Isn’t it just like the enemy to take something that is true and twist it? It was true, I did leave some leaves on the ground. What was also true is that I had 16 bags of leaves by the road.
Sometimes we still have metaphorical leaves on the ground of our lives, Sweet Friends. Leaves that remind us we aren’t perfect and don’t have it together as much as we’d like. Leaves that remind us that we are in need of a Savior, but let the exhaustion and ache and loneliness that you feel remind you that you don’t have as many leaves on the ground as you did when you started. I had 16 bags of proof that I was farther ahead than I was when I started, so I gave myself permission to put down my rake and go inside to start cooking for Thanksgiving.
The next day at Thanksgiving lunch my brother offered for him and my 13 year-old nephew to come over the following day and help me bag up what was left, to which I joyfully accepted.
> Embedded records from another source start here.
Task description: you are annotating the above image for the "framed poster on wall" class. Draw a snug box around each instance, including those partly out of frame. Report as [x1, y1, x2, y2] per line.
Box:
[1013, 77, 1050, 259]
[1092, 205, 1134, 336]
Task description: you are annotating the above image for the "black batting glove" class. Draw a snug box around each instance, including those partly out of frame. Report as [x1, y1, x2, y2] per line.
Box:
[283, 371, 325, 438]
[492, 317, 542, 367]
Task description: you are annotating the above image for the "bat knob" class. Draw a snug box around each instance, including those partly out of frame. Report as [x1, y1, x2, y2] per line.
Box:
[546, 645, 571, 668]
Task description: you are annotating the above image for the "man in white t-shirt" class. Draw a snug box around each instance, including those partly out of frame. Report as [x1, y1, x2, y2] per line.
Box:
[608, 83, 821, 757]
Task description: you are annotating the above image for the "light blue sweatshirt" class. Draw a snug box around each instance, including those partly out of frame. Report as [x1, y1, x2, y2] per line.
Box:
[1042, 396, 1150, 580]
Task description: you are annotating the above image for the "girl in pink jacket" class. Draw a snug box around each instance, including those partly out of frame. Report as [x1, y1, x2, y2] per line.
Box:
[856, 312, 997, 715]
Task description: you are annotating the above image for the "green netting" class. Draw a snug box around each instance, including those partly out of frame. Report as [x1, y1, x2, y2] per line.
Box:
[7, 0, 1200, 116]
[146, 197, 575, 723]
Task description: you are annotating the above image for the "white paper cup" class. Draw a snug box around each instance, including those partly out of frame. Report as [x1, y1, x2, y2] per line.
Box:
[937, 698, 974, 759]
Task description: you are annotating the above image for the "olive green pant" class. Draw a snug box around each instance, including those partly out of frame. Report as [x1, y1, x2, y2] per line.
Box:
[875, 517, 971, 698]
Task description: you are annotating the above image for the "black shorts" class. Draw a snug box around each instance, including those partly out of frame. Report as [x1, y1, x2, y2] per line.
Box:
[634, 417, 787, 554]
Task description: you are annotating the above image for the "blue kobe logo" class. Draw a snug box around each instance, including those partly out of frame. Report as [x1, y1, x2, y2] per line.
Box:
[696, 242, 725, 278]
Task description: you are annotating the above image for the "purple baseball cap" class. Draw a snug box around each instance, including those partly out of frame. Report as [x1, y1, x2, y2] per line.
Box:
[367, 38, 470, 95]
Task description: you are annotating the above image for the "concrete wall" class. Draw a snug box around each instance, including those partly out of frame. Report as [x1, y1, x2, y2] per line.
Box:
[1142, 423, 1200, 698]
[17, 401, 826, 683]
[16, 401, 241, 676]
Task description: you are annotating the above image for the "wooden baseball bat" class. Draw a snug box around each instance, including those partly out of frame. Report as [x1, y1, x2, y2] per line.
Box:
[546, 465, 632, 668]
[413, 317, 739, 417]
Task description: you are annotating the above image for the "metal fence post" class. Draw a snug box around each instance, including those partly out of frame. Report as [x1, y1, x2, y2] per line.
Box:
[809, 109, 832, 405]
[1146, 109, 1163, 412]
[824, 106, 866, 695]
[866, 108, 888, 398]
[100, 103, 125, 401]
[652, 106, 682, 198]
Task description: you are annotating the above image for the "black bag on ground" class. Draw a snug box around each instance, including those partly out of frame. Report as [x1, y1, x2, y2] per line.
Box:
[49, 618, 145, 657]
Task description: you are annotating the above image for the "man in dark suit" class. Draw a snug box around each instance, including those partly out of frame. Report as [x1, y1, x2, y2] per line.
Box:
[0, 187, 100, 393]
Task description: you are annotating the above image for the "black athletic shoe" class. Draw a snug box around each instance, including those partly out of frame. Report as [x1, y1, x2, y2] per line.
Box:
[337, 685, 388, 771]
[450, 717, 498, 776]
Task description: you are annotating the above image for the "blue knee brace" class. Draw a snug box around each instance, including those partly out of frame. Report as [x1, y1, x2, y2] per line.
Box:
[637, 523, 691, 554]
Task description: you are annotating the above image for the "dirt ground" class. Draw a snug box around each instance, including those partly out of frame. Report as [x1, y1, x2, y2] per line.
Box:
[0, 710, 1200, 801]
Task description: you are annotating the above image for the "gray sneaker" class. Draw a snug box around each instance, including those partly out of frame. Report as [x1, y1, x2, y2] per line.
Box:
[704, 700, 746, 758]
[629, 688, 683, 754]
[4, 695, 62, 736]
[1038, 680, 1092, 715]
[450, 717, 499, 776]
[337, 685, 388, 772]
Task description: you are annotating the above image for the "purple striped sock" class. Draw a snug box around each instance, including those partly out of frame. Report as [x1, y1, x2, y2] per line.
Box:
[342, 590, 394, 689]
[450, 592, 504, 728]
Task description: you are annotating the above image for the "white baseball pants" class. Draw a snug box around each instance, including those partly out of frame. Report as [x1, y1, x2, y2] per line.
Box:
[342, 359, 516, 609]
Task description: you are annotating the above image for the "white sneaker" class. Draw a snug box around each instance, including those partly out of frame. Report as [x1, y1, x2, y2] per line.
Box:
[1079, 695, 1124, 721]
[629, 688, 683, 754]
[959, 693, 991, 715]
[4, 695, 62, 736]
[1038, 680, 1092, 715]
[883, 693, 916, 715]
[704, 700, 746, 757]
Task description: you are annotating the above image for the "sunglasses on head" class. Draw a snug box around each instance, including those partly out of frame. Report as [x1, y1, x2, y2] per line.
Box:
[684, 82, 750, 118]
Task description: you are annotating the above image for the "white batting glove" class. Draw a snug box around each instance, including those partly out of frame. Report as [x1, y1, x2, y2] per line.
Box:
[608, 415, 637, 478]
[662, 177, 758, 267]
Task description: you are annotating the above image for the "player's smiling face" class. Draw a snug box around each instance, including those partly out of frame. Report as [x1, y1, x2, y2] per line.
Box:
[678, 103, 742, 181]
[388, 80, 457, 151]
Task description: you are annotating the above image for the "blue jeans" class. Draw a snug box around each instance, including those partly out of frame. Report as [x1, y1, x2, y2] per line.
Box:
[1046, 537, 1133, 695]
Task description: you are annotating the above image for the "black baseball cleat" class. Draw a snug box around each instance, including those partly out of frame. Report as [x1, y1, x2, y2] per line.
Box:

He didn’t have a snarky thing to say, instead he offered to be a solution. As we bagged up what would be another 16 bags of leaves, I told him about the lie I heard the enemy whisper to my heart. He told me that he has heard that Means Man voice as well, but he told me that when he heard it it encouraged him to keep pushing forward in his recovery all those years ago. As he raked and bagged leaves, navigating Willa’s poop, from his wheelchair, I again marveled at his servant’s heart and the testimony of perseverance he has to share with the world.
When we were done I knew I would have to rake again before the season was over. In fact, I just bagged another 6 bags from my front yard two days ago and the backyard is still waiting for it’s second go ‘round. I knew I would have to do it again, but I stood looking at the 32 bags of leaves and two of my men who came to help me make quicker work of my mess of leaves and something in my heart slid into place.
Here’s what I know to be true…it doesn’t matter how quickly we finish a thing. It matters if we finish well and who we invite to take to the finish line with us.
Now, that might mean our finish line is delayed. When you do a thing right, taking all variables into consideration, chances are, you’ll need to put more work in. Whether that is a project at home, work or school, or even in growing in your relationship with Jesus and becoming more like Him. More than likely the extra work will be hard, leave you tired, achy and possibly lonely. In putting in this extra work, you’ll make the enemy nervous and he might start hitting you with arrows that pierce your heart, but I want you to stand up from your work every once in a while and look at all those bags sitting on the street waiting to be picked up. When you feel too tired to continue on, when you still see so much to be done, when, for half a second you believed the lie that you aren’t good enough because of everything you still have on the ground of your life, look at those 32 bags of work you’ve completed, even if it was with some help, you did that. You completed that and it matters!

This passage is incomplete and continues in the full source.